Keywords: Epilepsy; Clinical method; Clinical history; Differential diagnosis

Introduction

It is known that the clinical method was founded by Hippocrates (460-376 BC), in the School of Cos, in ancient Jonica Greece of Asia Minor. The Greeks were the first to use the word "clinic", which is derived from the Greek "klinikos", meaning bed; hence the relationship between the clinic and the medical art, which prescribed rules for healing at the bedside of the patient [1,2].

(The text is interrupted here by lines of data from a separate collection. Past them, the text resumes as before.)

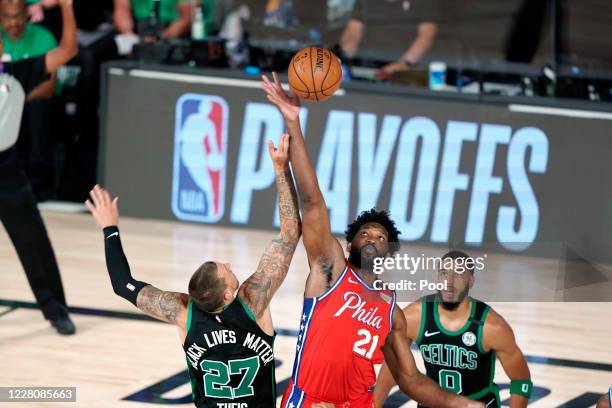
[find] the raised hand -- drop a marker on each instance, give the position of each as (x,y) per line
(280,155)
(104,209)
(288,105)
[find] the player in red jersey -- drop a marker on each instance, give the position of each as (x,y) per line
(344,321)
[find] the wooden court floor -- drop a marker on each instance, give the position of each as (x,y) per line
(118,359)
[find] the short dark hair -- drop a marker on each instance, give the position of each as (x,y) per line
(379,217)
(456,254)
(206,287)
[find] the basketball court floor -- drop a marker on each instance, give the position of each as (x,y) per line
(118,358)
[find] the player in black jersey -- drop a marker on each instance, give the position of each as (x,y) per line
(228,339)
(460,338)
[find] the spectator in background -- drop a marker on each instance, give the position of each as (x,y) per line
(18,211)
(23,40)
(381,22)
(175,15)
(36,12)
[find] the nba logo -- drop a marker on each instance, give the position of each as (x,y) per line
(200,157)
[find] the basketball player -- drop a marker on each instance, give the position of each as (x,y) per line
(460,337)
(227,339)
(344,321)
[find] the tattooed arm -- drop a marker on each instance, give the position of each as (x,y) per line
(169,307)
(258,289)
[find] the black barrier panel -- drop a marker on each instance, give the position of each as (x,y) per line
(193,147)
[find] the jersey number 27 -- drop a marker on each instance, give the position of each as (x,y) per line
(217,377)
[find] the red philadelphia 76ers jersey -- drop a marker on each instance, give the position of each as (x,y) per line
(339,342)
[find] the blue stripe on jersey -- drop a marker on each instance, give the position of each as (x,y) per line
(335,285)
(307,313)
(295,398)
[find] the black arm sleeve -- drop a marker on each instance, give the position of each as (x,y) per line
(118,268)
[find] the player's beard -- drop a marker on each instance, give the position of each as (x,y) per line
(450,306)
(364,263)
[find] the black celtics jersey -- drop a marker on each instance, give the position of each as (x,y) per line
(456,360)
(230,360)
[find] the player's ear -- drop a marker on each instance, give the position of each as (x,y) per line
(472,280)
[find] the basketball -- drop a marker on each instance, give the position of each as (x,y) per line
(314,73)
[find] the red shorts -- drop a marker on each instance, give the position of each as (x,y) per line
(296,398)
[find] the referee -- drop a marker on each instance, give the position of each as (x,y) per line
(18,211)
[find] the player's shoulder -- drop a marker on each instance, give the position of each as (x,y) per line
(413,309)
(494,319)
(497,331)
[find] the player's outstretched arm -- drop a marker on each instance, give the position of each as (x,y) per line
(324,252)
(67,47)
(169,307)
(417,386)
(258,289)
(498,336)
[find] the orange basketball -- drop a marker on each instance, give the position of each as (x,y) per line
(314,73)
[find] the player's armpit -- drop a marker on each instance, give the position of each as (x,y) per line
(169,307)
(498,336)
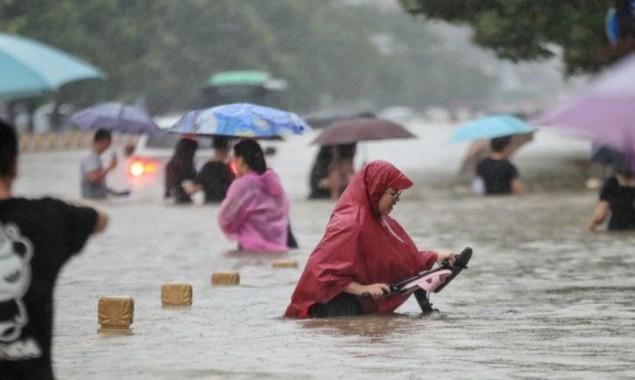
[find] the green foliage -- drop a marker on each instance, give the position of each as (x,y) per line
(165,50)
(530,30)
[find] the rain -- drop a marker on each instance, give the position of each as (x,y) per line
(542,297)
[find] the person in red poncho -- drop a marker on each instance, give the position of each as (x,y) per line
(362,251)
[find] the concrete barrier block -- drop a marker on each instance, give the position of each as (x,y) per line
(225,278)
(173,294)
(115,313)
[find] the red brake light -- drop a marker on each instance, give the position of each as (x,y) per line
(139,167)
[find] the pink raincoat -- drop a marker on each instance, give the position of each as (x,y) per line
(360,245)
(255,213)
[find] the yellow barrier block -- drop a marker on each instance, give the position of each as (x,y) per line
(173,294)
(285,264)
(225,278)
(115,313)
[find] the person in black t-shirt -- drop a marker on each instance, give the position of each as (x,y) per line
(37,237)
(498,174)
(216,176)
(617,198)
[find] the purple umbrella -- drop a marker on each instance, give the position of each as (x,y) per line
(605,112)
(115,117)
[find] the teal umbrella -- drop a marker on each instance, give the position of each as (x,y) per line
(491,127)
(30,68)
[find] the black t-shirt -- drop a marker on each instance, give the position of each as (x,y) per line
(215,177)
(497,175)
(620,199)
(36,238)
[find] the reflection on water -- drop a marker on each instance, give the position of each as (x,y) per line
(542,298)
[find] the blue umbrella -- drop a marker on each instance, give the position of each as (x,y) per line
(30,68)
(241,120)
(115,117)
(491,127)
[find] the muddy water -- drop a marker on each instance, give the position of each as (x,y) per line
(542,298)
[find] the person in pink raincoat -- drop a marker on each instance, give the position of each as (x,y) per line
(255,211)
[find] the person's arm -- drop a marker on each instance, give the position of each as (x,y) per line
(599,215)
(233,210)
(449,255)
(375,290)
(98,175)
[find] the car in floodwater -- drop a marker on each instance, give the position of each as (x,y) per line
(145,166)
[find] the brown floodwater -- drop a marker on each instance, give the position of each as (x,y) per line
(542,298)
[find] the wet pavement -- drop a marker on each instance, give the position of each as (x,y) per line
(542,297)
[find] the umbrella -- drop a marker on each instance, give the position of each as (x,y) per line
(605,111)
(30,68)
(354,130)
(115,117)
(241,120)
(491,127)
(322,119)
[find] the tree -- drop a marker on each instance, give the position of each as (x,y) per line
(532,30)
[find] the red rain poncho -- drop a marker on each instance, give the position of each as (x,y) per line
(361,246)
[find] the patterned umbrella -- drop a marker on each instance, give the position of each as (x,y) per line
(241,120)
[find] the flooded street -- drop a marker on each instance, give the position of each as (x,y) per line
(542,297)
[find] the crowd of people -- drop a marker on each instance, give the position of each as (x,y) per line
(362,251)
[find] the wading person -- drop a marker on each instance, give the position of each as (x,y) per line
(93,172)
(255,211)
(180,172)
(617,199)
(215,176)
(37,237)
(498,174)
(362,251)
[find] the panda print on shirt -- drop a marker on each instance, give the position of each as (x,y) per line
(15,278)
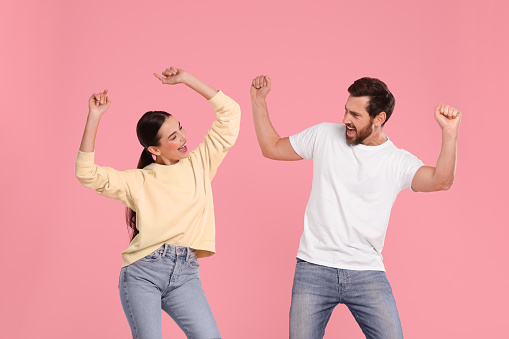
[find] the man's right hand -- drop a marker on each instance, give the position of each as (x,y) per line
(260,87)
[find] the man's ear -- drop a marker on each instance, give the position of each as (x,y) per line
(154,150)
(380,118)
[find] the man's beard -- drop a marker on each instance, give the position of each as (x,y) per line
(361,135)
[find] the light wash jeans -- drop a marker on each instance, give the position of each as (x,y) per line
(318,289)
(166,279)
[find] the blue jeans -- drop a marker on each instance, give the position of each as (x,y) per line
(166,279)
(318,289)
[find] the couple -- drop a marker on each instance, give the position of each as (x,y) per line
(357,174)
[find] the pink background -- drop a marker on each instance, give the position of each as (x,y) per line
(445,252)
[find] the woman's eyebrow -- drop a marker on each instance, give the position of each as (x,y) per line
(173,132)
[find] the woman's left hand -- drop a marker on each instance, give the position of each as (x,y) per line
(172,76)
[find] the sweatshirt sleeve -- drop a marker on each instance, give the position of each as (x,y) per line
(120,185)
(222,135)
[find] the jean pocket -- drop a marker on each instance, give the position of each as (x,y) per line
(193,262)
(154,256)
(300,261)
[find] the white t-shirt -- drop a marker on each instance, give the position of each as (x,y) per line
(354,188)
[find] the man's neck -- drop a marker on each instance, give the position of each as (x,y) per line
(376,138)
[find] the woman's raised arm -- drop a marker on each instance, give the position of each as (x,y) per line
(98,103)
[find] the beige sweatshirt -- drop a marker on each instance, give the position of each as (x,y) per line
(173,203)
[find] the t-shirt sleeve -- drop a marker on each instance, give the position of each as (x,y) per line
(303,143)
(119,185)
(221,136)
(409,164)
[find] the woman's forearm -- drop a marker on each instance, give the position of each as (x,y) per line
(199,86)
(89,134)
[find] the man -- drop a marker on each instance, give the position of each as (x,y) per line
(357,174)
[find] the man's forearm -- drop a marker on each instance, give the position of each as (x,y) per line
(265,132)
(446,163)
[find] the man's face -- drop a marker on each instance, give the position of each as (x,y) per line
(359,124)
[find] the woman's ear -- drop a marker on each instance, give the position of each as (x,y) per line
(154,150)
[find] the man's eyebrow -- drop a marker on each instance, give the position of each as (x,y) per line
(354,113)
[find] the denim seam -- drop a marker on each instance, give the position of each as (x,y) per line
(124,284)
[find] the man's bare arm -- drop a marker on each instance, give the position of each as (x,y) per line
(441,177)
(272,145)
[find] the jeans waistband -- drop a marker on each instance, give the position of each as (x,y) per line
(177,251)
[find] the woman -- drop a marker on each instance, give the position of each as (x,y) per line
(170,209)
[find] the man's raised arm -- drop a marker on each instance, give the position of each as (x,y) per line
(272,145)
(441,177)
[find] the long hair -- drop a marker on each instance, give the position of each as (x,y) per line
(147,131)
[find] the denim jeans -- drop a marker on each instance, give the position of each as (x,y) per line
(367,294)
(166,279)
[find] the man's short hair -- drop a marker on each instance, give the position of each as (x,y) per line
(380,98)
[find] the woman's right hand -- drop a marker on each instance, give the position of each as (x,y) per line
(99,103)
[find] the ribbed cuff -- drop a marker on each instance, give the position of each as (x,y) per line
(85,157)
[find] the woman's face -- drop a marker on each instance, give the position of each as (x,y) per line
(172,143)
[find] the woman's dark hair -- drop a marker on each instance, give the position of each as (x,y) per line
(380,98)
(147,131)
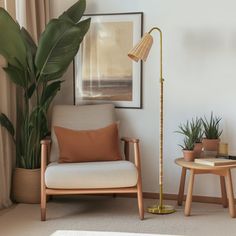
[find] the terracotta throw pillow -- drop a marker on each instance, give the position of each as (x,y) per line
(88,145)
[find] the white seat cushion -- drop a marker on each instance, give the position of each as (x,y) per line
(108,174)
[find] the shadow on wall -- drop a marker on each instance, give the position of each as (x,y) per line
(206,41)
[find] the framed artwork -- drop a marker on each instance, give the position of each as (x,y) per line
(102,70)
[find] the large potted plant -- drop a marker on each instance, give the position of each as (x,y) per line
(212,133)
(37,72)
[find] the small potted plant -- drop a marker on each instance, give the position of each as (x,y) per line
(189,130)
(188,149)
(212,132)
(197,133)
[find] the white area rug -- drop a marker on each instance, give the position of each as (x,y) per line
(114,215)
(101,233)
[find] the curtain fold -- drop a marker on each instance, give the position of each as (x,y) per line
(7,149)
(33,15)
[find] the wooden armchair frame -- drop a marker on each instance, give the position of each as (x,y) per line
(45,150)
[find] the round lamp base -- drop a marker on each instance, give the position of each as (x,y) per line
(164,209)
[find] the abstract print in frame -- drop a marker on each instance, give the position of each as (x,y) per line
(102,70)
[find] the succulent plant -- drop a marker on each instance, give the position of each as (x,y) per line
(211,128)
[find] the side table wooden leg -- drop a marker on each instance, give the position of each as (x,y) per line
(223,192)
(181,186)
(230,193)
(187,209)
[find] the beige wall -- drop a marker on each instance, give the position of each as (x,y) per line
(199,40)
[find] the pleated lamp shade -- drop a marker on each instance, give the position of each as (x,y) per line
(141,50)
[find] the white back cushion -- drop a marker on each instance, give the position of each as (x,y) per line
(86,117)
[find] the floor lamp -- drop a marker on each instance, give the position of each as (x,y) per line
(140,52)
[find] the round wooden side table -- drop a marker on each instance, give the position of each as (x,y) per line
(223,171)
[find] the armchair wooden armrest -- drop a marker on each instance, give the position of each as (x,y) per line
(135,142)
(130,140)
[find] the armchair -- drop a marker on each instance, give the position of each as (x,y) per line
(120,176)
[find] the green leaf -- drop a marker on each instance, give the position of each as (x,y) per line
(6,123)
(16,75)
(30,90)
(11,44)
(58,45)
(75,12)
(49,91)
(31,49)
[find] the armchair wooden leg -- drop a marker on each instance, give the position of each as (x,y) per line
(230,193)
(43,207)
(181,187)
(140,202)
(223,192)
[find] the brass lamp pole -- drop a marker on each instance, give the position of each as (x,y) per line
(140,52)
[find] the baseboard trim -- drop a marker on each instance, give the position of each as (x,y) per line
(167,196)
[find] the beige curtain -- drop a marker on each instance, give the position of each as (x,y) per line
(33,15)
(7,149)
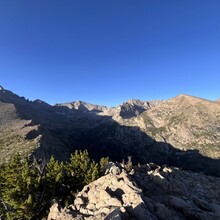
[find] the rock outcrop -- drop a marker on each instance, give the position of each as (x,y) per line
(151,192)
(183,131)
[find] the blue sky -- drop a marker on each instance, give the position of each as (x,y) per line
(106,52)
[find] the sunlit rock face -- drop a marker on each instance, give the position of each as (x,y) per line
(149,192)
(183,131)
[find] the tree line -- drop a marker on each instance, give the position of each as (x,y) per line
(28,187)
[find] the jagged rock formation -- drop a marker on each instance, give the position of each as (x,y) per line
(183,131)
(151,192)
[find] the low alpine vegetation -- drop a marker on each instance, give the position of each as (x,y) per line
(27,187)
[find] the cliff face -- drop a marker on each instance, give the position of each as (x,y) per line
(150,192)
(183,131)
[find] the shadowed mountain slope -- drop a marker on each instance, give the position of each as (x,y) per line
(178,131)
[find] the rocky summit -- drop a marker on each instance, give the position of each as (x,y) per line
(183,131)
(150,192)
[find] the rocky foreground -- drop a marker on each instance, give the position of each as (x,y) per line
(149,192)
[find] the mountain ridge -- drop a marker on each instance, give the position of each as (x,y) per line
(149,130)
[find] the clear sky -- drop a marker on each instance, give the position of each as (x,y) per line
(108,51)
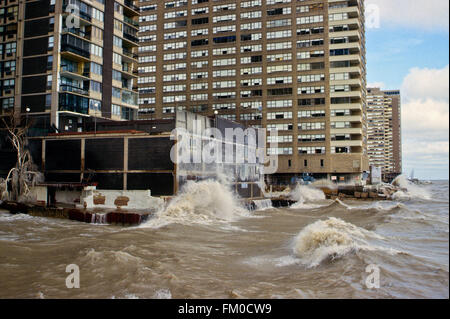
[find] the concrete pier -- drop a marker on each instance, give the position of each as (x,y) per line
(117,217)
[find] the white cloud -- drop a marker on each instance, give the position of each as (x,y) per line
(429,14)
(425,119)
(379,85)
(427,83)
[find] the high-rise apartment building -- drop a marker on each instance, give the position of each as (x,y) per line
(66,62)
(294,66)
(384,130)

Hippocrates and the members of his School gave great importance to the observation by the doctor of his patient; they questioned the patient and his relatives, very carefully and carefully; they inspected him, proceeded to palpate him and touch any part of the body and even directly auscultated the thorax if necessary; they visited him at different times of the day and made a record of what they were finding and doing [3].

At that time, the clinical method consisted of: formulation (the patient told his health complaints), information (the doctor questioned and examined), hypothesis (the doctor gave his diagnosis) and in some cases a debatable and nebulous verification, by means of treatment. In relation to this, Hippocrates said very rightly: "Observation, anamnesis, examination, analysis, is therefore necessary, is indispensable, all of which must be done with a rigorous regime of thorough examination, in order to strengthen your everincreasing experience." This method was maintained for more than 17 centuries [2,3].

The development of the first complementary tests began in the second half of the 19th century, considered the century of the clinic. It gave way to the era of the clinical laboratory, which lasted for more than a century, where the analyses were done by the same doctors and technicians and improved the possibilities of diagnosis [1].

The clinical method would continue to be made up of the five steps: Formulation; Information; Presumptive diagnostic hypothesis; Contrast and finally, Verification or not of the presumptive hypotheses. Of course, it cannot be ignored that, in recent decades, many of these steps have been eclipsed by imaging and neurophysiological studies, incorporated into medical practice, thus ignoring clinical diagnosis, which can never be replaced by the development of technology. If we add to the above the little interest by medical personnel in giving time and attention to the patient, we would not achieve adequate management of any disease and especially epilepsy [1].

Currently, the clinical method is considered the scientific method of clinical science, which has as its objective the study of the health-disease process. Any medical practice that is not based on the clinical method will be alien to clinical science and, to a large extent, responsible for “bad medical practice” [4]. For some, the clinical method is nothing more than the scientific method applied to working with patients.

Taking these considerations into account, we must emphasize that if in any entity the application of the clinical method is important, it is in Epilepsy, which is considered by many to be one of the most difficult in terms of comprehensive management of the medical specialties, due to the complexity involved in the affections of the nervous system, through the relationship with neuroanatomy, neurophysiology and neuropathology [5].

In turn, this disease constitutes a challenge for the physician, since the diagnosis is closely related to the symptoms that the patient describes, without underestimating the support of complementary research.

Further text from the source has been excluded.